There has been quite a shift in thinking by defined contribution plan sponsors in regards to what the main goal of their plans really is. Defined contribution plans were originally designed for employees to save for retirement and the goal really was who could save the most in their working years and have the highest balance upon retirement. But now, plan sponsors have shifted the goals for their retirement plan participants. The goal has shifted to creating income rather than just building savings. In the Business Wire press release, “Most Plan Sponsors Agree Core Purpose of DC Plans is to Provide Income During Retirement,” MetLife summarized the results of a recent study performed on plan sponsors.
MetLife’s 2016 Lifetime Income Poll found that 85% of plan sponsors think that the main job of a defined contribution plan should be to provide income during retirement. This was a change from the last study performed four years ago. But plan sponsors also are quick to point out that they need regulatory help to make it easier to offer lifetime income options within their defined contribution plans. The study also researched how familiar plan sponsors are with the Treasury and Labor Departments’ recent regulations aimed at helping Americans better prepare for retirement. Most plan sponsors are well aware of the government’s work to increase the amount of people who have guaranteed income during their retirement; a full 94% reported that they were.
One MetLife executive said that income must be the top priority for DC plan sponsors now, not retirement savings. The majority of these sponsors are ready to provide the tools, education and plan options to help participants create an income stream. But they are adamant that they need more help in the regulatory department to make it easier to offer plans focused on lifetime income rather than cumulative savings. There are two things that more than 90% of plan sponsors are requesting. The first is a requirement for statements to list the lifetime income in addition to the total account balance and the second is a safe harbor for the annuity selection. Sponsors say that a safe harbor would better allow them to include income annuities in their plans. Three-quarters of them want to be able to use the state insurance commissioner’s annuity certification rather than perform the certification process themselves.

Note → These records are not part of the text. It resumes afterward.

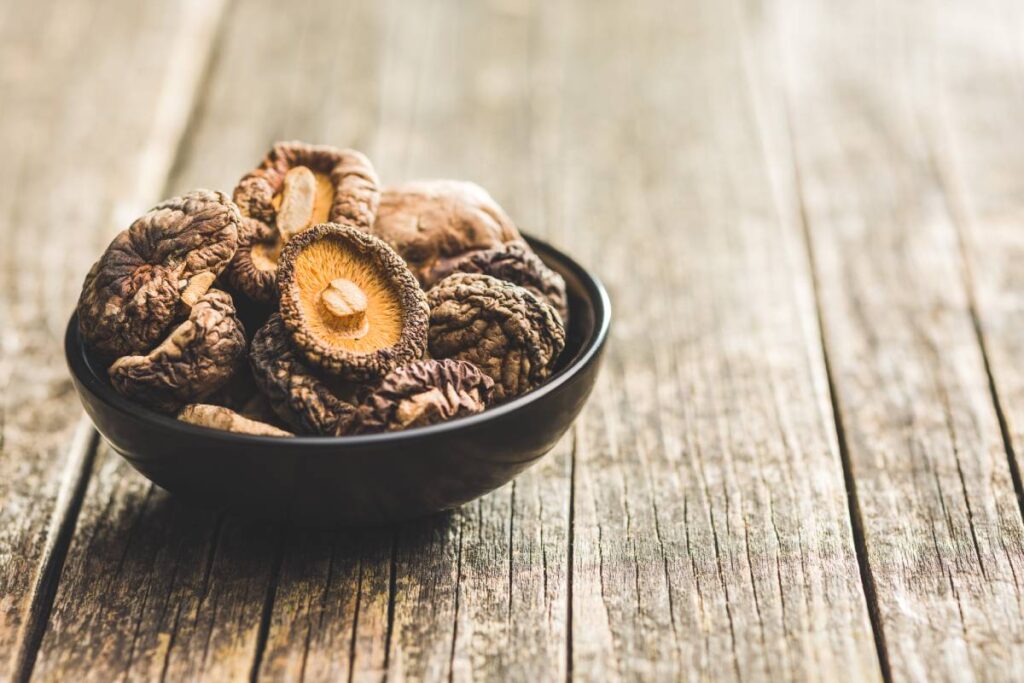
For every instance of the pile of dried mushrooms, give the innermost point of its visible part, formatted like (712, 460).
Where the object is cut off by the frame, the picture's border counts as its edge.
(315, 302)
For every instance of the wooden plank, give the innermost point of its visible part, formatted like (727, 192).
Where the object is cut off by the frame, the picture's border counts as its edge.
(941, 523)
(712, 538)
(977, 97)
(73, 72)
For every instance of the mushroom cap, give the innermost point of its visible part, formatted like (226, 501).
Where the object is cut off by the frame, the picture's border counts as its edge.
(198, 357)
(218, 417)
(347, 193)
(253, 271)
(431, 222)
(513, 336)
(296, 394)
(425, 392)
(392, 315)
(154, 269)
(516, 263)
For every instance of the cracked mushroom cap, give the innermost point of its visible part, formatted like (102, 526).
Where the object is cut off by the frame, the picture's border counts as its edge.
(198, 357)
(297, 185)
(296, 394)
(510, 334)
(432, 222)
(218, 417)
(425, 392)
(350, 304)
(516, 263)
(165, 260)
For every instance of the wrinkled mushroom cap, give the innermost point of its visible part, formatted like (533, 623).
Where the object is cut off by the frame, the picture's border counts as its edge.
(509, 333)
(296, 394)
(218, 417)
(154, 270)
(296, 186)
(425, 392)
(198, 357)
(431, 222)
(516, 263)
(351, 306)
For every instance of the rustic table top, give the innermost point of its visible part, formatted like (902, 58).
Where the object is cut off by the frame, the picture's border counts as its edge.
(802, 461)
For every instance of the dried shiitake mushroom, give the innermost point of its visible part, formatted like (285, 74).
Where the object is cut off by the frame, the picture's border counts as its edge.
(350, 304)
(512, 335)
(517, 264)
(297, 395)
(425, 392)
(296, 186)
(219, 417)
(198, 357)
(155, 270)
(431, 222)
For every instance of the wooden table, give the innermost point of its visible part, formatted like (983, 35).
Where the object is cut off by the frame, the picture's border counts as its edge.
(802, 461)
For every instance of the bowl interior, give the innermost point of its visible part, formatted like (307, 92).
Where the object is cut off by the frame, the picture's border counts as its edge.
(589, 319)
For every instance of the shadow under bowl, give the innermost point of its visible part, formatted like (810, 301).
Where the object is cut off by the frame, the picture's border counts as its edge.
(376, 478)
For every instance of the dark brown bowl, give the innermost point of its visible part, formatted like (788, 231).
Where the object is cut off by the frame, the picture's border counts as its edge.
(376, 478)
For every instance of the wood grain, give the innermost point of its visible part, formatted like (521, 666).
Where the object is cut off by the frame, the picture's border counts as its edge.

Currently, there is only a lifetime income option offered in 6% of defined contribution plans. Six percent! If the Department of Labor updates the safe harbor rule like plan sponsors are calling for, that number will likely skyrocket. Well over half of the plans who don’t currently offer a lifetime income option say that they will probably add an income annuity option to their plan if the safe harbor rule changes. Plan sponsors also want the options to be simple because the more complex the choices, the more they are ignored by participants. A full 90% of sponsors say that any plan changes should be simple in order to best benefit participants. Immediate income annuities and QLAC’s are two products that help participants create a reliable income stream from their savings. Close to 80% of plan sponsors think it is in the best interest of participants to allow them to take a partial annuity and a partial lump sum rather than to force them to do all or nothing with their savings. Defined contribution plan sponsors would like to offer more income annuity options in their plans, but they are requesting more regulatory support to do so.